050211052502.jpg Swimming!

The kampong children enticed our children into the water and soon they all were performing and showing off for each other. The jungle around us moved and breathed with a life of its own. Our guide was anxious to get us back down the mountain because the wind was shifting and the clouds were moving in. It rains most afternoons so we left before it was too late. The kampong children were disappointed that we were leaving and Devon, Max, Annijme and Mirthe were upset to be leaving so soon. We made it down without any more troubles and found our Kembara just as we had left it. We switched back to our own vehicle and headed down the rest of the mountain.


I  still dream about those kampong children’s faces and remember the warm welcome we received!  Next weekend we will travel to another Orang Asli village that is not as far into the rain forest.  We will travel on a bus on paved roads with bridges!  We are going with the schools helping hands after school charity group.  I am looking forward to seeing another village. We have also planned another adventure this summer. We will spend a night at an Iban tribe in Sarawak, Malaysia on Borneo. Stay tuned for these new adventures!



  1. Chris Chen said,

    May 20, 2007 at 2:30 pm

    Very Interesting and nice location. Could I have your friend, Bridget’s contact number, so that I can contact her regarding her next trip to the village. Thanks

  2. Amy said,

    May 12, 2008 at 4:54 am

    Hi Anni, I found these photos from google search, the shot is awesome and interesting.

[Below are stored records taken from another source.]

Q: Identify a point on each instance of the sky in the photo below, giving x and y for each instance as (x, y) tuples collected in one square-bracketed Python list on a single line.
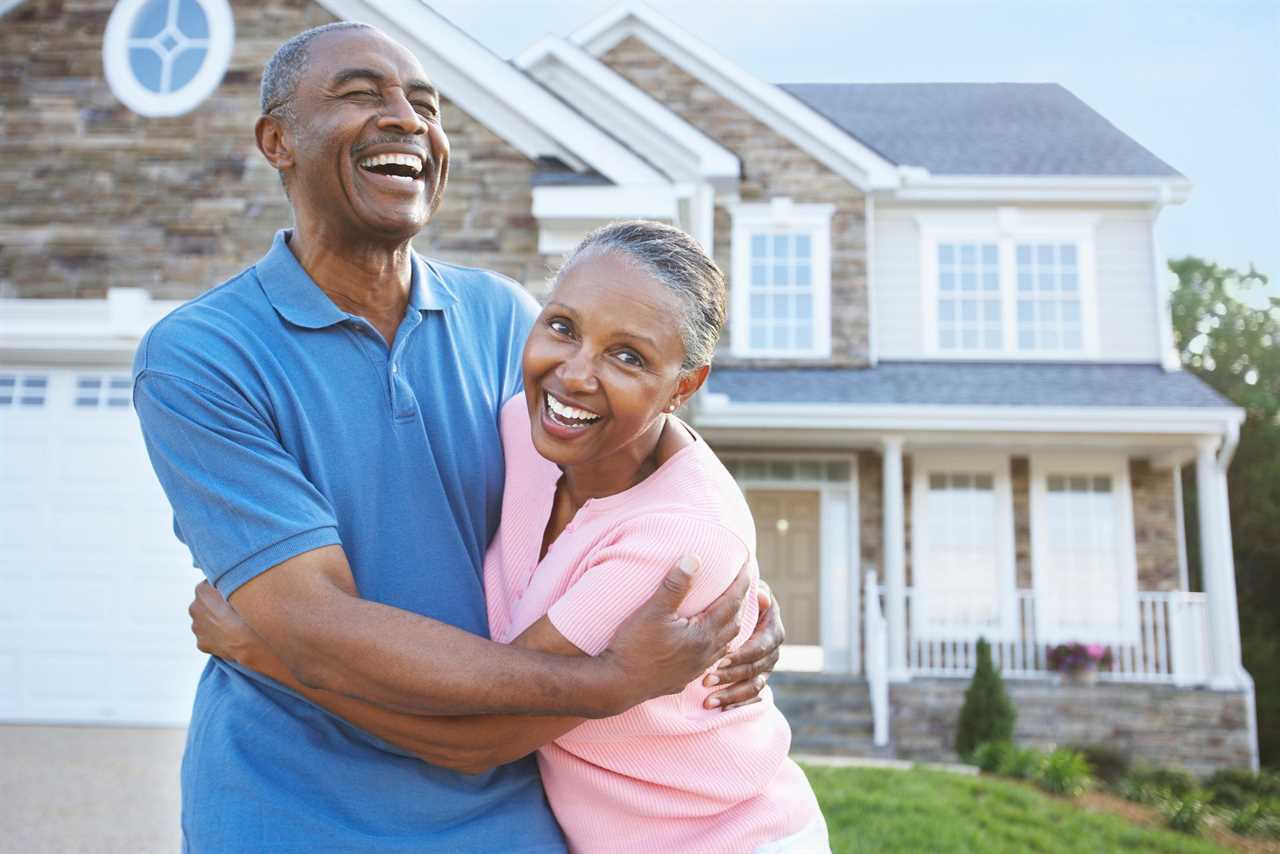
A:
[(1196, 82)]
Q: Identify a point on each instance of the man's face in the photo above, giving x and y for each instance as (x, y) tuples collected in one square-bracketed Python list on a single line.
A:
[(370, 158)]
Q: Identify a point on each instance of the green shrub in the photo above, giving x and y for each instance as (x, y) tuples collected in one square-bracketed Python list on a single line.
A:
[(990, 756), (987, 715), (1022, 763), (1257, 818), (1235, 788), (1064, 772), (1148, 785), (1109, 765), (1185, 813)]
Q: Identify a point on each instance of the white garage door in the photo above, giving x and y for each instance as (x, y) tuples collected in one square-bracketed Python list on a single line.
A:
[(94, 585)]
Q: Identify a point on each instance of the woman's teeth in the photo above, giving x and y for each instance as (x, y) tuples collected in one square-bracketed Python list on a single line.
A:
[(568, 415)]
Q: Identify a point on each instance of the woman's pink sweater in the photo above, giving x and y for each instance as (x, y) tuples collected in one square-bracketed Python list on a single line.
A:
[(668, 775)]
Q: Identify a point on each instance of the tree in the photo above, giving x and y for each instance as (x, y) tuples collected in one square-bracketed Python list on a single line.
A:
[(987, 713), (1229, 334)]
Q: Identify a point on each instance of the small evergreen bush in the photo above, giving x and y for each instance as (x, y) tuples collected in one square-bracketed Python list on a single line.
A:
[(987, 715), (1064, 772), (992, 756), (1185, 813)]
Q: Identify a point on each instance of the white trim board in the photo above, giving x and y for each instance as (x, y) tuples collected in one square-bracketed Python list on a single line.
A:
[(786, 114), (496, 94), (675, 146), (720, 411)]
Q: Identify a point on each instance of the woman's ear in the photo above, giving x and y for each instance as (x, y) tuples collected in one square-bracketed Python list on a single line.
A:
[(686, 386), (274, 142)]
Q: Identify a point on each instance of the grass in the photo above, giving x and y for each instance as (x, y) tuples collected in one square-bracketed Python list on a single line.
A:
[(872, 809)]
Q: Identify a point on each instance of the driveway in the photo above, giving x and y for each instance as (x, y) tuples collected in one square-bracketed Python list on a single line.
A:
[(88, 790)]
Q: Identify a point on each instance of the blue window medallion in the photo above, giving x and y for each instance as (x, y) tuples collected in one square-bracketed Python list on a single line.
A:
[(165, 56)]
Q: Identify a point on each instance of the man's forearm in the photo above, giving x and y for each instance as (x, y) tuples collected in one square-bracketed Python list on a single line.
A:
[(411, 663), (469, 744)]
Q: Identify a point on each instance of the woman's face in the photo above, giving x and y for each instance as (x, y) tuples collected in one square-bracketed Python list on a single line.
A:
[(603, 361)]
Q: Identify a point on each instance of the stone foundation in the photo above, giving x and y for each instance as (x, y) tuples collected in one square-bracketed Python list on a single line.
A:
[(1160, 725)]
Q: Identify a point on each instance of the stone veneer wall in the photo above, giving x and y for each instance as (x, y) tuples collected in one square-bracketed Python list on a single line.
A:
[(1155, 524), (97, 196), (771, 167), (1196, 729)]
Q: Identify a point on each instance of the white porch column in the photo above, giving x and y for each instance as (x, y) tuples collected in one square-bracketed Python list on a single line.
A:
[(1217, 567), (895, 557)]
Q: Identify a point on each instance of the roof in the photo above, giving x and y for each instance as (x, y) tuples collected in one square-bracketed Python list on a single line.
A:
[(1057, 384), (982, 128)]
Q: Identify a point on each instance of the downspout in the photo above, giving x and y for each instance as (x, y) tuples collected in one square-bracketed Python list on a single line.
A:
[(1230, 442), (869, 242)]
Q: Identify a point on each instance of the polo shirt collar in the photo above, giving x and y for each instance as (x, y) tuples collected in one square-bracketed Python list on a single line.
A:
[(298, 298)]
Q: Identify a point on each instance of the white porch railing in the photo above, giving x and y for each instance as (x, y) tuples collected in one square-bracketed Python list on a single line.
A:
[(877, 661), (1171, 644)]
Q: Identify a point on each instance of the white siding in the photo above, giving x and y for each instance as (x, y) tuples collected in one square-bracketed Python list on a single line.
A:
[(1128, 323)]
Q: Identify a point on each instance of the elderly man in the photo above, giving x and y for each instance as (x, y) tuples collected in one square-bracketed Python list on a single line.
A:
[(325, 428)]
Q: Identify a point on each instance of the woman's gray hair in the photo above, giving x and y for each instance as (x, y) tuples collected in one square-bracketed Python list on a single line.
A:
[(677, 261)]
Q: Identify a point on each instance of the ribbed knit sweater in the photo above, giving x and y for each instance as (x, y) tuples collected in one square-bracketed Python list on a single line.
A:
[(668, 775)]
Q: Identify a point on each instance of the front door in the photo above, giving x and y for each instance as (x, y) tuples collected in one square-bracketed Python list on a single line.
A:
[(789, 549)]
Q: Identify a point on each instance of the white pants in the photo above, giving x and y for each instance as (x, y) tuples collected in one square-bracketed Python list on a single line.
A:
[(812, 839)]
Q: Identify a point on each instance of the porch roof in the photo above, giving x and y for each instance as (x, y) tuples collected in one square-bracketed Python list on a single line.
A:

    Can I for your permission to use 1 or 2 of photos from your blog? It’s urgent and I would like to know whether your photographs are copyrighted.


  3. rozwan said,

    October 7, 2012 at 9:46 am

    hi there.
    I;m working in gerik and do some community with orang asli, May i know which part of kampung orang asli you have been?

    • globalanni said,

      October 9, 2012 at 11:44 pm

      Rozwan, I am not sure of the name of the village we visited. We exited in Raab and drove for another hour. It was very secluded. We met with a guide who took us to find the village we were looking for. We had to drive on very rustic dirt roads and then wade across a river to reach it. Sorry that I can’t remember the name. Thanks for stopping by!